Renewable energy generation and electrification are among the top priorities all over the world. An essential part of renewable energy generation is power electronics (PE) that perform electrical energy conversion. For example, between a wind turbine and the electric grid, a power electronic converter is necessary to provide efficient and reliable grid integration due to the differences in voltage and frequency.
In a new project entitled Light-AI For Cognitive Power Electronics, researchers from the Department of Energy Technology and Department of Computer Science at Aalborg University will combine AI and energy research to design and develop power electronics that can adapt to dynamic operation settings and predict failures.
The project is one of three new projects, which the VILLUM VELUX Foundation has granted AAU.
Professor Huai Wang from the Department of Energy Technology explains:
- Power electronic converters play an essential role in not only wind power generation, but also other electrical energy-based systems, such as photovoltaics, e-mobility, and industrial automation. Thus, optimizing the operations of converters and monitoring the health status of these are critical to the efficiency and security of energy supply.
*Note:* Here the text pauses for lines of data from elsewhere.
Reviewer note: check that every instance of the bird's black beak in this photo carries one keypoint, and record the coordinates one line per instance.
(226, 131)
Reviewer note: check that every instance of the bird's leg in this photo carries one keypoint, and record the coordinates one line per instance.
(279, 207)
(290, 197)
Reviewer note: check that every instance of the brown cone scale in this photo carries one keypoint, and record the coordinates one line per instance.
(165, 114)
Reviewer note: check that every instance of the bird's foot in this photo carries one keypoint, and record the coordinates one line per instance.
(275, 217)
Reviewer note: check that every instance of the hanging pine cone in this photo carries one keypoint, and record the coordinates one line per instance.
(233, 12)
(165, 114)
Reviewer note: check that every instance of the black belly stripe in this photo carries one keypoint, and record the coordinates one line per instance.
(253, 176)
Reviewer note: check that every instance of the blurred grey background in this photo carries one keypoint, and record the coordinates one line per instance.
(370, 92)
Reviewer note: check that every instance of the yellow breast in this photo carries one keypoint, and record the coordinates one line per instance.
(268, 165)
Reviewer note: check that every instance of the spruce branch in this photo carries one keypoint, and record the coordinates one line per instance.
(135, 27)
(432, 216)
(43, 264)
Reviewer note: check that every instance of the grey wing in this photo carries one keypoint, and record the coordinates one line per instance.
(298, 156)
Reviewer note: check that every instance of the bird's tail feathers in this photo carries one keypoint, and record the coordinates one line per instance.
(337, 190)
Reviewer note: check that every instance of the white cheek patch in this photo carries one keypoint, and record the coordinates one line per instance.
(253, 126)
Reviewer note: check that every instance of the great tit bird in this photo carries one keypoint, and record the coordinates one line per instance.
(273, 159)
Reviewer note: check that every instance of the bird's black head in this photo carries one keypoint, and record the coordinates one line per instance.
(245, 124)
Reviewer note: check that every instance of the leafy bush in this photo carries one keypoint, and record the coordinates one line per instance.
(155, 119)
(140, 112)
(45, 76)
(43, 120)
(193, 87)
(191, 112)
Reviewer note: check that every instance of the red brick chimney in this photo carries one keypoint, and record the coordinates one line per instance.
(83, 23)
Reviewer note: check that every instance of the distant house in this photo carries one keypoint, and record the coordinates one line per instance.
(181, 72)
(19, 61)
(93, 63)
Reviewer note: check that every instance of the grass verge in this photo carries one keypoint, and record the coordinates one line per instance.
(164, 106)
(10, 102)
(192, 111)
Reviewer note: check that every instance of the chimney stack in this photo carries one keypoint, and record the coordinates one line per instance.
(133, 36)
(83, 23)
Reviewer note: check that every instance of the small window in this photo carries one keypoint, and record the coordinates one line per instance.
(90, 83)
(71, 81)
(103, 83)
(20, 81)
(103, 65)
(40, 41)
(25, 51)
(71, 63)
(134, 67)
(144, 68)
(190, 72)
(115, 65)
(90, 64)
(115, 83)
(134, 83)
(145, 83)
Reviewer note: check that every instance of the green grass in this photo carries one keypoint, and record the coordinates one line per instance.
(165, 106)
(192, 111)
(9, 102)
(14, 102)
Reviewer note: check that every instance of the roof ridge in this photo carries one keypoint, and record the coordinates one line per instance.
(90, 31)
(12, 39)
Cognitive power electronics that can make self-adapting decisions
However, in the field of PE research, some challenges prevail. One of these challenges concerns operation optimization. Huai Wang explains:
- Existing PE converters have limited adaptabilities under dynamic operation conditions, such as fluctuating wind speeds. In the end, this means less efficient energy conversion. But with the continued digitalization, increasing amounts of data become available, which provides a solid foundation to explore new ways to enable cognitive power electronics that can make self-adapting decisions.
In the project, Huai Wang joins forces with professor Bin Yang from the Department of Computer Science. Together, they will design so-called computation-light AI for power electronic converters that do not have powerful computation units.
- Existing state-of-the-art algorithms that give the best accuracy are often computational heavy, which cannot be used in PE. This motivates us to invent computation-light models and algorithms without significant accuracy loss, Bin Yang explains.
Only minimal data available
The researchers not only aim to develop self-adaptive power electronics. They also strive to design power electronics with self-awareness of health status by employing data collected from existing sensors.
But the amount of data about malfunctioned power electronics are often much less than data for well-functioned power electronics. This calls for algorithms that can utilize minimal data, Bin Yang says:
- When a wind turbine is approaching its designed service life, decision making is needed on whether to continue operating or to be replaced by a new one. We hope to design and develop algorithms, which enables converters to adapt to a derated operation if the health status allows. This way, we can extend its service life without increasing the failure rate.
The project partners will test the designed algorithms in wind and transportation applications, and they hope to both advance AI research and address scientific challenges in PE research.
- Most AI research in universities lacks industrial-sized data sets and case studies. This case study in a real PE operation environment will provide solid proof of the new AI algorithms, which may give inspirations for engineering applications beyond PE, Bin Yang says.
The project LIGHT-AI FOR COGNITIVE POWER ELECTRONICS is funded by the VILLUM FOUNDATION with a grant of DKK 3 million.